Master R2 Internship in Natural Language Processing: weakly supervised learning for hate speech detection

Supervisors: Irina Illina, MdC, Dominique Fohr, CR CNRS

Team: Multispeech, LORIA-INRIA


Duration: 5-6 months

Deadline to apply : March 1th, 2020

Required skills: background in statistics, natural language processing and computer program skills (Perl, Python). Candidates should email a detailed CV with diploma

Motivations and context

Recent years have seen a tremendous development of Internet and social networks. Unfortunately, the dark side of this growth is an increase in hate speech. Only a small percentage of people use the Internet for unhealthy activities such as hate speech. However, the impact of this low percentage of users is extremely damaging.

Hate speech is the subject of different national and international legal frameworks. Manual monitoring and moderating the Internet and the social media content to identify and remove hate speech is extremely expensive. This internship aims at designing methods for automatic learning of hate speech detection systems on the Internet and social media data. Despite the studies already published on this subject, the results show that the task remains very difficult (Schmidt et al., 2017; Zhang et al., 2018).

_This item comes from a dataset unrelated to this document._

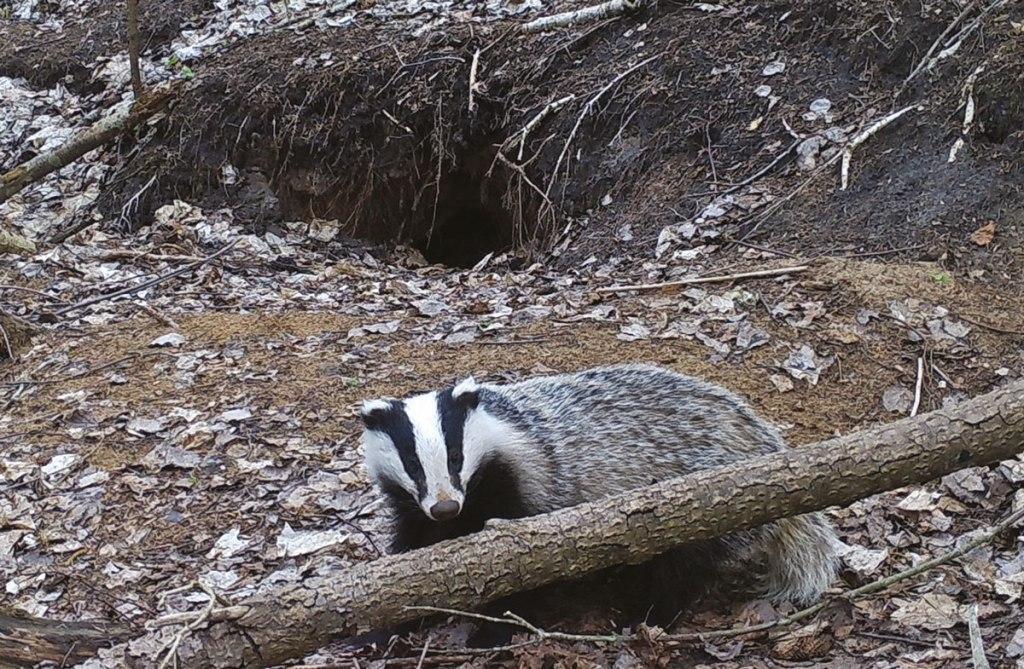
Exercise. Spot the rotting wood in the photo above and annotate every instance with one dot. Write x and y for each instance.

In text classification, text documents are usually represented in some so-called vector space and then assigned to predefined classes through supervised machine learning. Each document is represented as a numerical vector, which is computed from the words of the document. How to numerically represent the terms in an appropriate way is a basic problem in text classification tasks and directly affects the classification accuracy. Developments in Neural Network led to a renewed interest in the field of distributional semantics, more specifically in learning word embeddings (representation of words in a continuous space). Computational efficiency was one big factor which popularized word embeddings. The word embeddings capture syntactic as well as semantic properties of the words (Mikolov et al., 2013). As a result, they outperformed several other word vector representations on different tasks (Baroni et al., 2014).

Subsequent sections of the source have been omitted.